894 Hospital Infection Rates Before and After Construction of a New Tertiary Care Facility: Importance of Risk Stratification

Sunday, March 21, 2010
Grand Hall (Hyatt Regency Atlanta)
K. Dascomb, MD, PhD , Intermountain Medical Center, Murray, UT
Rajesh Mehta, RPh, MS , LDS Hospital, Salt Lake City, UT
David Pombo, MD , LDS Hospital, Salt Lake City, UT
Caroline Taylor, RN, CIC , Intermountain Medical Center, Murray, UT
Sharon Sumner, RN , Intermountain Medical Center, Murray, UT
John Burke, MD , LDS Hospital, Salt Lake City, UT
Background: Few studies have examined the impact of a move from one hospital to another with new construction on rates of nosocomial infection.  None has described changes in infection rates resulting from combining the staff of two older facilities, with differing patient demographics, staff, and clinical acuity, into one new facility. 


Objective: To describe the rates of blood stream infections (BSI), including central line associated BSI, surgical site infections: superficial, deep and organ-space (SSI), catheter-associated urinary tract infections (CAUTI), ventilator-associated pneumonia (VAP), and Clostridium difficile-associated diarrhea (CDAD) in the two years before and after the merging of Hospital A (a tertiary care, high-acuity teaching facility) and Hospital B (a non-teaching, community hospital) into one new facility, Hospital C (a tertiary care, teaching center). 

Methods: Four infection preventionists (IPs) identified cases of BSI, SSI, VAP, CAUTI, and CDAD infections using an electronic surveillance tool over the two years prior to the move (at Hospitals A and B: October 2005-October 2007), and the two years after (Hospital C: October 2007-October 2009).

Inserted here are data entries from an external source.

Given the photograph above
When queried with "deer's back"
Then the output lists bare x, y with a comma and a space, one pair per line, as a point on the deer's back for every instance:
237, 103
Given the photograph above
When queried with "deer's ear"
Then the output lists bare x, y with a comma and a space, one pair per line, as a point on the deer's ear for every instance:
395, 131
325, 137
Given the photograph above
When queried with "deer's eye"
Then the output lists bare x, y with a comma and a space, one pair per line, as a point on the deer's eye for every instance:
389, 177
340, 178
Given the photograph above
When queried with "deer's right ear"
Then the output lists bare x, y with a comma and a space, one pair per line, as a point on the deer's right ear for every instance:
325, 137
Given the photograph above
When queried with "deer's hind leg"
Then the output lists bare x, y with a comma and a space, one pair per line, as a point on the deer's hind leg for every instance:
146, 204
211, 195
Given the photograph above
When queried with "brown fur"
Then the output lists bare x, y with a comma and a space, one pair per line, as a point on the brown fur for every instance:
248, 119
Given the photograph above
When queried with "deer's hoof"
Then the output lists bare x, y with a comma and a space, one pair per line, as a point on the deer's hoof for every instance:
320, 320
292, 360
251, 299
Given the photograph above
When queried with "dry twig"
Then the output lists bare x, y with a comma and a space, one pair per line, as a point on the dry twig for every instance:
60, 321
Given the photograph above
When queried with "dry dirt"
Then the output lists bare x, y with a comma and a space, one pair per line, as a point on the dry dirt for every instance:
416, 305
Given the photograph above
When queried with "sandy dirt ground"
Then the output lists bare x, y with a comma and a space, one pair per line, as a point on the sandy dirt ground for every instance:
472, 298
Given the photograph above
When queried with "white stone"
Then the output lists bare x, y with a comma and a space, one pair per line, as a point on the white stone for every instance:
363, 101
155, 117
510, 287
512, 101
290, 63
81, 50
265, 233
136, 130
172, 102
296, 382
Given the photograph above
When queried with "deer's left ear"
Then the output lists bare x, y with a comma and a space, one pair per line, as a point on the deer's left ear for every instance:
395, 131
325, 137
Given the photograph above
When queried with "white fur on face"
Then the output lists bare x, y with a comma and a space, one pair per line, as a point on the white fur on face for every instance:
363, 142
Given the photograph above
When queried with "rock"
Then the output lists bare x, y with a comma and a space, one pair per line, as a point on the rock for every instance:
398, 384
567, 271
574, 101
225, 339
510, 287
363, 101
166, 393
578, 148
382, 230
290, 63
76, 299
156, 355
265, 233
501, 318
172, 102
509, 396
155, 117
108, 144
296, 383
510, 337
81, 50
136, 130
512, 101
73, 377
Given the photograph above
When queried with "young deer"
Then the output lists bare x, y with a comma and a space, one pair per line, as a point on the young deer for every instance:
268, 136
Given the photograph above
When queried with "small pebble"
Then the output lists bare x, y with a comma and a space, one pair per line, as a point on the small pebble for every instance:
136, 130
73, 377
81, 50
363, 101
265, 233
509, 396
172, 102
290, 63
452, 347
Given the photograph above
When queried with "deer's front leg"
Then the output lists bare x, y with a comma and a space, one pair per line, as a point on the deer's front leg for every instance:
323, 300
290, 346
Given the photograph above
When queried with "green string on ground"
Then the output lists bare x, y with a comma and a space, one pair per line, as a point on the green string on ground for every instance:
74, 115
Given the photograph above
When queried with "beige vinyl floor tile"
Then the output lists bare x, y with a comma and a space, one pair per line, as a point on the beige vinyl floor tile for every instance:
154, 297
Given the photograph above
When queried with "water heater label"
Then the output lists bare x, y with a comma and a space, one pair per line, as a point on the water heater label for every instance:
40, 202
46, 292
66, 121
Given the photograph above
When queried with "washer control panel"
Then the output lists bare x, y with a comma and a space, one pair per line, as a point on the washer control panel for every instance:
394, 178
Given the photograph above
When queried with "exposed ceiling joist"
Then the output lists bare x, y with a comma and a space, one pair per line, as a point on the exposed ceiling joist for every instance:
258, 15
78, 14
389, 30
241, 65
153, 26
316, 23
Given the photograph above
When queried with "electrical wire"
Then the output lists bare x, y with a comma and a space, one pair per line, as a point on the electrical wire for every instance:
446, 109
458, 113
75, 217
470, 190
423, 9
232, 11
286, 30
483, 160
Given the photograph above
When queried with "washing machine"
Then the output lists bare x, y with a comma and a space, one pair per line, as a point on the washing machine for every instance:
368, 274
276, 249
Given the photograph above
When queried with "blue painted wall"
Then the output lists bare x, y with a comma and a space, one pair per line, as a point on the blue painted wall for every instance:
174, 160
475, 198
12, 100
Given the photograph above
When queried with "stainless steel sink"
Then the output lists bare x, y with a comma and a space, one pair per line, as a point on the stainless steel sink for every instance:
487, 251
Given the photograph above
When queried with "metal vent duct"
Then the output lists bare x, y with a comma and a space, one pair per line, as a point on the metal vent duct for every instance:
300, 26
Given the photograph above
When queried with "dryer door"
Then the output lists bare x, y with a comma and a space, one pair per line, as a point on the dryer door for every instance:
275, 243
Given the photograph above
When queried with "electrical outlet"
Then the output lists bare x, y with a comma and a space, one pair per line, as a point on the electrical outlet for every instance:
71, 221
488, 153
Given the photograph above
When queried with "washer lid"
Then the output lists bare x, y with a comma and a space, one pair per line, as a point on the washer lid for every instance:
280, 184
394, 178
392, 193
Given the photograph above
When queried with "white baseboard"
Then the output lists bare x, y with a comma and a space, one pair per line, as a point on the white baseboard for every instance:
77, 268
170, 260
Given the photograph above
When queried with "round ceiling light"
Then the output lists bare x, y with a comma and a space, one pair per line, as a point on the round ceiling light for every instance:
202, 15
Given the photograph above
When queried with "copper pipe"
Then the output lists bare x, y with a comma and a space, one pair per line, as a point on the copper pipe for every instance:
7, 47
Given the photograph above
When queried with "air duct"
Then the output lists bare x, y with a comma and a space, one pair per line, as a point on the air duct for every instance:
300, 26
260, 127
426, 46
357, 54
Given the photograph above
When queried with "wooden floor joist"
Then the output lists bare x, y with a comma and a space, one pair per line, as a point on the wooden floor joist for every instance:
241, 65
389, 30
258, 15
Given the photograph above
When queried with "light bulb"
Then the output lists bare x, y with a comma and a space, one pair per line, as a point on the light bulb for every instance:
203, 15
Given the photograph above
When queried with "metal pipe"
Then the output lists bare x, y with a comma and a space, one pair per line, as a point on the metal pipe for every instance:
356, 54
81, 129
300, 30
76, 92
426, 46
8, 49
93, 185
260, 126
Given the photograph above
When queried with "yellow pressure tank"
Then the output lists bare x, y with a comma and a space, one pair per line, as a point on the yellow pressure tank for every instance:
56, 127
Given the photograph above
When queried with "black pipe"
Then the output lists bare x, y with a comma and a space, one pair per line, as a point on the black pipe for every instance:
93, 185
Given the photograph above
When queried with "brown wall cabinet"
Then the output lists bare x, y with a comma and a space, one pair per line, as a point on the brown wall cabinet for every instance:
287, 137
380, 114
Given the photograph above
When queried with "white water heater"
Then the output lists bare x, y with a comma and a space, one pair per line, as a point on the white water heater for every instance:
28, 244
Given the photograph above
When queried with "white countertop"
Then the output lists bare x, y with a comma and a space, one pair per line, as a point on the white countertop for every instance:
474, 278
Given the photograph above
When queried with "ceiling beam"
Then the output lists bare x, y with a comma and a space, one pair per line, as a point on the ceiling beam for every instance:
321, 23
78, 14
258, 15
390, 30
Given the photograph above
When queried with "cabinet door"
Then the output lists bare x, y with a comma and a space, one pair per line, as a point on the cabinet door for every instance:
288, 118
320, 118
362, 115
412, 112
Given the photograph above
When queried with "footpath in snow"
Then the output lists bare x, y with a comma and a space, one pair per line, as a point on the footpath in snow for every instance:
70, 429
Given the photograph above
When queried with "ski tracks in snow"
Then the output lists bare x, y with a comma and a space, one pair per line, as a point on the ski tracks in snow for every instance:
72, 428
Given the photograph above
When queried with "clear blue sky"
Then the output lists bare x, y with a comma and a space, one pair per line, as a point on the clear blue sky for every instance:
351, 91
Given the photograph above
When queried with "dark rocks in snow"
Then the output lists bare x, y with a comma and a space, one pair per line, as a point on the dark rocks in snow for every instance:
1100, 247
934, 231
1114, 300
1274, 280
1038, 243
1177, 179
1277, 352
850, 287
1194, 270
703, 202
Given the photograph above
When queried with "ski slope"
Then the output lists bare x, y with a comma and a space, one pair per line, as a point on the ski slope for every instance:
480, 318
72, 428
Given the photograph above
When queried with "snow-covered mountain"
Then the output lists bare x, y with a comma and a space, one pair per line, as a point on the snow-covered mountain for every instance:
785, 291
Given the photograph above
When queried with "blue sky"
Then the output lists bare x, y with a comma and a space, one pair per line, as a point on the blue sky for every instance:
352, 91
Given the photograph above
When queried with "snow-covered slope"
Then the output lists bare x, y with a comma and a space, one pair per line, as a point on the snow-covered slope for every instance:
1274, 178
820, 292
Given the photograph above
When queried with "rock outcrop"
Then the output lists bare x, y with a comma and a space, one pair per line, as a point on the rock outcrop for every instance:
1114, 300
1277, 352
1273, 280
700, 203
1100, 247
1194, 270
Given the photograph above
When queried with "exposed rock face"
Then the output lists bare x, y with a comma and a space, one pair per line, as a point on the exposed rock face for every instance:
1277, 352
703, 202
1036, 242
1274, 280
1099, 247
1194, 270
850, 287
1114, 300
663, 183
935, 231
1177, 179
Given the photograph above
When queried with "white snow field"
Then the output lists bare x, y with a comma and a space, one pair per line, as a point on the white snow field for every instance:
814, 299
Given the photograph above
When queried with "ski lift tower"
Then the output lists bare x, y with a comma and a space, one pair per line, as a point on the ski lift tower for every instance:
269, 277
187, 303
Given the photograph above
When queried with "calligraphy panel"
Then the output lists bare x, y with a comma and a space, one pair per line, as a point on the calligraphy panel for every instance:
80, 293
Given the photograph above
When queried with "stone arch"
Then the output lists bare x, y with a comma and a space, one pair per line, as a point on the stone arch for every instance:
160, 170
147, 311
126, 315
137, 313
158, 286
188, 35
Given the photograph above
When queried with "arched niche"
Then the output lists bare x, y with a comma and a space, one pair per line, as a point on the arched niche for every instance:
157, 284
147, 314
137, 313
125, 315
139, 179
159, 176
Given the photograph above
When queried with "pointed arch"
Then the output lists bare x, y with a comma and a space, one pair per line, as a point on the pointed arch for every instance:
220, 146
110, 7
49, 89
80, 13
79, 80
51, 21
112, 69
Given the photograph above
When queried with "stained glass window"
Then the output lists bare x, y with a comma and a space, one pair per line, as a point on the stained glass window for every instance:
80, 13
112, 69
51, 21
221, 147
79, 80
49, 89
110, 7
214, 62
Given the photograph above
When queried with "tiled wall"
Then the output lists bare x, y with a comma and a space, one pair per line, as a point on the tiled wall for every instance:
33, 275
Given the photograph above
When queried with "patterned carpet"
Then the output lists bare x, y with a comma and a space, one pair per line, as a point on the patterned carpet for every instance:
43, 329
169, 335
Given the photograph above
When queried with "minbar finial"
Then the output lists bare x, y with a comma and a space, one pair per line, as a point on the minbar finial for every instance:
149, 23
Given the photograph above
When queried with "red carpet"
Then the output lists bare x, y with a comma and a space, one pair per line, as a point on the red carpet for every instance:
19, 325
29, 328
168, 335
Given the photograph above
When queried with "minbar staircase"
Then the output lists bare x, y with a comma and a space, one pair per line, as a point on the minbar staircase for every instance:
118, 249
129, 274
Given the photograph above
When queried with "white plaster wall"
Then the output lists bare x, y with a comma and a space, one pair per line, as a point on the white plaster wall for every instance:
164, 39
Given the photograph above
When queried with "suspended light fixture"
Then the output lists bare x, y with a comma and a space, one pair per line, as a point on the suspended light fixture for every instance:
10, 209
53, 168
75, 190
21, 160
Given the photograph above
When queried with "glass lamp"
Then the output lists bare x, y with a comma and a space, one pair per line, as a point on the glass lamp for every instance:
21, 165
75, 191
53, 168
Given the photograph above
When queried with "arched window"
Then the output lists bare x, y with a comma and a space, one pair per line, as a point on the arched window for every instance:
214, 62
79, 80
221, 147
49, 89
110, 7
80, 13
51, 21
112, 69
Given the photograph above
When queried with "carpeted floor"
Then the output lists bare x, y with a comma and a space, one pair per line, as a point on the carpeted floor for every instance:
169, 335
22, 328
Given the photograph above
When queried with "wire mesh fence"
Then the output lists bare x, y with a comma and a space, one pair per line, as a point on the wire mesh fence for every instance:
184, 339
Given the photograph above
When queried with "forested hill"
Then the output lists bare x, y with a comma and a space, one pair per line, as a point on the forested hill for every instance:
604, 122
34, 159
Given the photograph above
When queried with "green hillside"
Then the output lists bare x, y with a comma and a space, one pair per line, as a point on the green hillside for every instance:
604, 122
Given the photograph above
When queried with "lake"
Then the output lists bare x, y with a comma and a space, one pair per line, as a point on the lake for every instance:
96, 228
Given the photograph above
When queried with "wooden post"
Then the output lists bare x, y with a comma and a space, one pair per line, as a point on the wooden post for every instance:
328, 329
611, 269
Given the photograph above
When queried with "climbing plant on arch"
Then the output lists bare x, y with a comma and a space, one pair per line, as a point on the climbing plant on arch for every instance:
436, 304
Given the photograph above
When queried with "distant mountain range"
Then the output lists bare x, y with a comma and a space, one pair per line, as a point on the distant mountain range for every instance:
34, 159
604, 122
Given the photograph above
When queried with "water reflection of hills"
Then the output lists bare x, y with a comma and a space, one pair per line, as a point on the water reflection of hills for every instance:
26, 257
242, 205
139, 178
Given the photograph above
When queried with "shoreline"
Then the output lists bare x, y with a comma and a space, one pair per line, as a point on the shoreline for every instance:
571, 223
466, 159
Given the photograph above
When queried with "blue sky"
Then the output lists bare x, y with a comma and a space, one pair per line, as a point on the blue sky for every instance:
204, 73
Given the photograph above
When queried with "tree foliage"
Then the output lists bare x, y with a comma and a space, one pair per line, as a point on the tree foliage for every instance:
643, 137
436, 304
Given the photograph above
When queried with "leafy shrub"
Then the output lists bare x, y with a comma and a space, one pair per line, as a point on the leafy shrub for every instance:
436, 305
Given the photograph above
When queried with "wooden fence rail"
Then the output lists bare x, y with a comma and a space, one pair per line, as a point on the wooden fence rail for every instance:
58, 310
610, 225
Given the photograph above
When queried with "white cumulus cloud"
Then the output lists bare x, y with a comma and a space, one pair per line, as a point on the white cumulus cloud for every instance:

The same IPs examined all cases using similar case finding techniques except for SSI (with enhanced surveillance after move).  Cases were verified by IP review of the electronic medical record (EMR), and met CDC definitions.  Rates were calculated as infections per 1000 patient days.

Results: The demographics of Hospital C showed similar age and gender distribution to Hospitals A and B.  The proportion of patients with major or extreme severity of illness scores were highest at Hospital A (26%), lowest at Hospital B (15%) and intermediate at the merged facility, Hospital C (21%).   Infection rates were highest at Hospital A, lowest for Hospital B, and intermediate for Hospital C for BSI (A 2.0, 95% CI 1.8-2.2 vs. B 1.0, 0.7-1.2 vs. C 1.1, 0.9-1.2), UTI (A 4.4, 4.1-4.7 vs. B 1.7, 1.4-2.0 vs. C 3.1, 2.9-3.4), VAP (A 0.7, 0.6-0.8 vs. B 0.2, 0.1-0.3 vs. C 0.32, 0.2-0.4), and SSI (A 2.47, 2.3-2.7  vs. B 1.7, 1.4-1.9 vs. C 2.0, 1.8-2.2).   Rates of culturing in all forms were noted to be higher at Hospital C (33.8) than either A (26.2) or B (18.0) during the periods of study. 

Conclusions: With the merging of the two hospitals, the infection rates at the new facility were intermediate between those at the tertiary facility and the community facility, reflecting the intermediate severity of illness of the patients seen at the merged facility.  These results emphasize the need for risk stratification when comparing infection rates at various facilities.